Chère Louise: “In the silence of the studios, Louise turns. Impenetrable, mythical. I can imagine her voice. A pure, sophisticated, enigmatic caress, both mysterious and youthful.” Perfectly unisex, as it precariously balances on the verge of masculinity with its notes of sharp aoudh, vetiver and pepper while at the same time utilizing a curiously abstract and undoubtedly feminine floral cord with gentle rose at its core, Chère Louise is enigmatic and strange, in the manner of perfumes that get you obsessively sniffing your wrist all day long. The resinous character of storax and the bitter-sweet touch of saffron render this a beautiful, soft oriental.

Tamara Charleston: “Breathe in the air on the steps of the villa and feel your body quiver once more. Dizzy, a glass of gin on the rocks, drawing on a cigarette before her portrait. Listening to the garden, naked... and the Charleston electrifying the night” Tamara Charleston is this collection’s gem, together with Joséphine Jonquille. While the latter wins my heart due to its comforting, gourmand nature, Tamara Charleston comes very close by virtue of its thoughtful, unique composition. I’ve been enamored with notes of peach and apricot in perfume for years, but good ones are extremely hard to come by - most smelling rather synthetic, simple and juvenile. In Tamara Charleston the peach note is utterly youthful, fresh and natural, yet blissfully refrains from taking over the composition or overshadowing the other notes. In other words it’s perfect, lending a feeling of that youthful, first sexual awakening to the blend, while allowing the other notes to weave their magic around it. Sweet hay, with a dirty, erotic tinge, milky grass and a few precious droplets of mandarin nectar infused with a gentle floralcy are summoned around this glorious fruit note to create the image of an enchanted sunny clearing, where anything can happen.

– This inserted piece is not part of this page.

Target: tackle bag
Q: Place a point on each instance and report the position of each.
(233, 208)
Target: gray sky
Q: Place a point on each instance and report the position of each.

Rose à Saïgon: “Her name was Rose, and she dreamed of other worlds, of the effervescence of the roaring twenties... The moist air of Indochina, a crackly melody on the gramophone, and the spellbinding odor of dreams on her skin.” A fruity composition that according to the official notes is meant to focus on the passion fruit, but what I predominately smell is raspberry. In fact this smells very much like Framboise eau de vie, sweet and tart at the same time. The passion fruit is there alright, but playing a secondary role, subtly infusing the raspberry with a hint of the exotic. This is very young, very girly, and much less complex than the rest of the fragrances in the collection.

The glide on the skin smoothly, leaving no residue. You know I love solids, both as a concept as well as for practical reasons (travel, carrying in the purse etc) and these pleasantly go a step further since you do not actually have to dip your fingers in them in order to perfume your skin (kind of annoying if you have long nails). The lasting power is great for me, but sillage is minimal. The scent has perfect intensity, but does not project - only those that come close enough for a hug will be able to detect your perfume.